Schloss Königs Wusterhausen ist wieder Museum

Die Kulturregion Brandenburg-Berlin hat ein neues Schlossmuseum in Königs Wusterhausen. Das von Dach bis Keller für rund zehn Millionen Mark restaurierte Schloss des Soldatenkönigs Friedrich Wilhelm I. (1688-1740, König ab 1713), bis 1991 Sitz des Landkreises, wurde Anfang September 2000 im Rahmen eines Stadtfestes eröffnet. Die Stiftung Preußische Schlösser und Gärten Berlin-Brandenburg stellt in den historischen Räumen Zeugnisse der Hofkultur und des Jagdwesens im frühen 18. Jahrhundert aus und dokumentiert die wechselvolle Geschichte des Ortes, den der Herrscher im Jahr 1717 in Königs Wusterhausen umbenannte.
     Mit dem Soldatenkönig Friedrich Wilhelm I. bestieg 1713 ein Monarch den Thron, der sein Reich von Potsdam und in der herbstlichen Jagdsaison von Königs Wusterhausen aus regierte. In der kleinen Nebenresidenz südöstlich von Berlin, die er 1698 von seinem Vater, dem späteren König Friedrich I. (1657-1713, König ab 1701), als Geschenk bekommen

hatte, verwirklichte Friedrich Wilhelm I. seine Vorstellungen von sparsamer Haus- und Hofhaltung, bewacht von einer militärischen Eliteeinheit, den »Langen Kerls«, und zähnefletschenden Bären, die am Eingang des Schlosses angekettet waren.
     Da der Soldatenkönig als sparsamer Hausherr allem Prunk abhold war, verzichtete er in seinem Jagdschloss auch auf üppige Stuckaturen und Seidentapeten. Nur wenige Profile und Konsolen konnten bei den in den späten neunziger Jahren begonnenen Restaurierungsarbeiten freigelegt werden. Bezeichnend für den eher bürgerlichen Lebensstil des Monarchen ist, dass das Ruhegemach nicht der zentrale Punkt des Schlosses war wie in Versailles und anderen Barockresidenzen, sondern unauffälliger Abschluss einer bescheidenen Zimmerflucht.

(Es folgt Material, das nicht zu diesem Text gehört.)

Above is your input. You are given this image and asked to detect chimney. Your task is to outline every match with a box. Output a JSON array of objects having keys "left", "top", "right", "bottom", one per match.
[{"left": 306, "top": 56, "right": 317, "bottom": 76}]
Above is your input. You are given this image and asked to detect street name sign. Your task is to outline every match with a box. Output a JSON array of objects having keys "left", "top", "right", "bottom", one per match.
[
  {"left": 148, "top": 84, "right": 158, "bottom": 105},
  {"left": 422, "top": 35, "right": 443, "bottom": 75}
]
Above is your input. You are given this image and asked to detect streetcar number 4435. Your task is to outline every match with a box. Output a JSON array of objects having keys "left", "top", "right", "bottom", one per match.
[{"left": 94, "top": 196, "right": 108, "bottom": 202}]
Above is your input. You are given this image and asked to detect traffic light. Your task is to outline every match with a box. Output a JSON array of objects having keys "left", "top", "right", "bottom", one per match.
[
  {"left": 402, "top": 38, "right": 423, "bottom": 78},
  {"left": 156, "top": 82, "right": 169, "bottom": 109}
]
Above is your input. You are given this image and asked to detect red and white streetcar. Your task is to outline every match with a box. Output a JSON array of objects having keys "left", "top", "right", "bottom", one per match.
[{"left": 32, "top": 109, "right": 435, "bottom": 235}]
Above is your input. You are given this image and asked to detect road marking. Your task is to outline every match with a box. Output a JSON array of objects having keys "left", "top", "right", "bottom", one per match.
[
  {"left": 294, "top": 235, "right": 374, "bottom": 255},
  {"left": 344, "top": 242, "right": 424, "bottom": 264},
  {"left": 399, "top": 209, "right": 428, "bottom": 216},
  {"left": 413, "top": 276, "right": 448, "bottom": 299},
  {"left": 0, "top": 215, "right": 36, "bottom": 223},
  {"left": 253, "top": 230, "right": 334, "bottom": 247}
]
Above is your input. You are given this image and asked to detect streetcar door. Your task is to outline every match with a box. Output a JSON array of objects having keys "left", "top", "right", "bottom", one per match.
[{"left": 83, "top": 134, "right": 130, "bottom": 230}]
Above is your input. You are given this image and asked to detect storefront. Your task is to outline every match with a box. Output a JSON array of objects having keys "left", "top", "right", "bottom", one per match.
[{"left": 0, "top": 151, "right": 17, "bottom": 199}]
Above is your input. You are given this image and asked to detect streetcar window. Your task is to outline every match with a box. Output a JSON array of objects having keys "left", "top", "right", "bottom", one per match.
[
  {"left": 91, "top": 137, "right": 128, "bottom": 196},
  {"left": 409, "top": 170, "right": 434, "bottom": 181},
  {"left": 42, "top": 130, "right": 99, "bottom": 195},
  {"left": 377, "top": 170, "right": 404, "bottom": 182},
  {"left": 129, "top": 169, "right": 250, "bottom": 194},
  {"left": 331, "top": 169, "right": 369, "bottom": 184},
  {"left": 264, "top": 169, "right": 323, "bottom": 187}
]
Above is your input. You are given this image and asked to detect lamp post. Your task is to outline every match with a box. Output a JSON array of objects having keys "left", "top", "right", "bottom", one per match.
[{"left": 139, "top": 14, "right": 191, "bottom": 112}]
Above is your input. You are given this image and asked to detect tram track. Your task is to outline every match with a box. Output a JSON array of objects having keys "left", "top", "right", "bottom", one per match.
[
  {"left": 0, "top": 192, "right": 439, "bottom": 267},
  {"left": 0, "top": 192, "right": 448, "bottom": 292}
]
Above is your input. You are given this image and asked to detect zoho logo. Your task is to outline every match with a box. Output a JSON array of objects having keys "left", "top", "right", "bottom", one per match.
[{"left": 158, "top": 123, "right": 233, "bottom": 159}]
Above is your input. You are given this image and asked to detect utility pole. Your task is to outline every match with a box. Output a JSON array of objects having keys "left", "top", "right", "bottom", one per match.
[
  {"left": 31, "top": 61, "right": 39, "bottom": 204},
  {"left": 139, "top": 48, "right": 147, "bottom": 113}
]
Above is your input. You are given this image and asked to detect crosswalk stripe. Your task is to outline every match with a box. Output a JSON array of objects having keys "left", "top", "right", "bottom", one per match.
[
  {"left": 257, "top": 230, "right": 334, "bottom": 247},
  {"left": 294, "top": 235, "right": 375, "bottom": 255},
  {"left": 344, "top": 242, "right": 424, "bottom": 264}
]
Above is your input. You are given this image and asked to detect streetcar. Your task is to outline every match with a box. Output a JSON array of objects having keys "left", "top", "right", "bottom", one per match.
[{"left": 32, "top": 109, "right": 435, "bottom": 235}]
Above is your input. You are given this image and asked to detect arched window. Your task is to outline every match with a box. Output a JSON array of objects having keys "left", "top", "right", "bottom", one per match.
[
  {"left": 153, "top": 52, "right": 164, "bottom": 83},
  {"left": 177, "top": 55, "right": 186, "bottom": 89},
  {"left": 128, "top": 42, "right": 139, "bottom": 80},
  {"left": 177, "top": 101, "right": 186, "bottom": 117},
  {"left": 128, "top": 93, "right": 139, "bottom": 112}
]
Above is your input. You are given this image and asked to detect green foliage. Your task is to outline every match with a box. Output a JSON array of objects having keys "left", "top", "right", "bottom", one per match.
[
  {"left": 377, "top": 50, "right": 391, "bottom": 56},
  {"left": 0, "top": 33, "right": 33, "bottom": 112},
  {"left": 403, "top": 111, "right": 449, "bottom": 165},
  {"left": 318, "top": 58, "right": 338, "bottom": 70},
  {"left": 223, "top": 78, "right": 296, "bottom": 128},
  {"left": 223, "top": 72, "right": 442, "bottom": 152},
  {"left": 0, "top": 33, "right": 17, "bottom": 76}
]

Hofkünstler halfen bei »Hüftstücken«

Das Schloss hat in den letzten 300 Jahren neben einer kurzen Periode königlicher Zuwendung auch Zeiten des Verfalls und Verödung gesehen. Da die ursprüngliche Ausstattung verloren ist, half sich die Schlösserstiftung mit Adaptionen anhand alter Beschreibungen und Bilder. So hängen in einem Saal, in dem der Soldatenkönig im Beisein der Prinzen sein berühmtberüchtigtes Tabakskollegium mit adligen Saufkumpanen veranstaltete, Gemälde, die diese Szene illustrieren beziehungsweise Teilnehmer darstellen.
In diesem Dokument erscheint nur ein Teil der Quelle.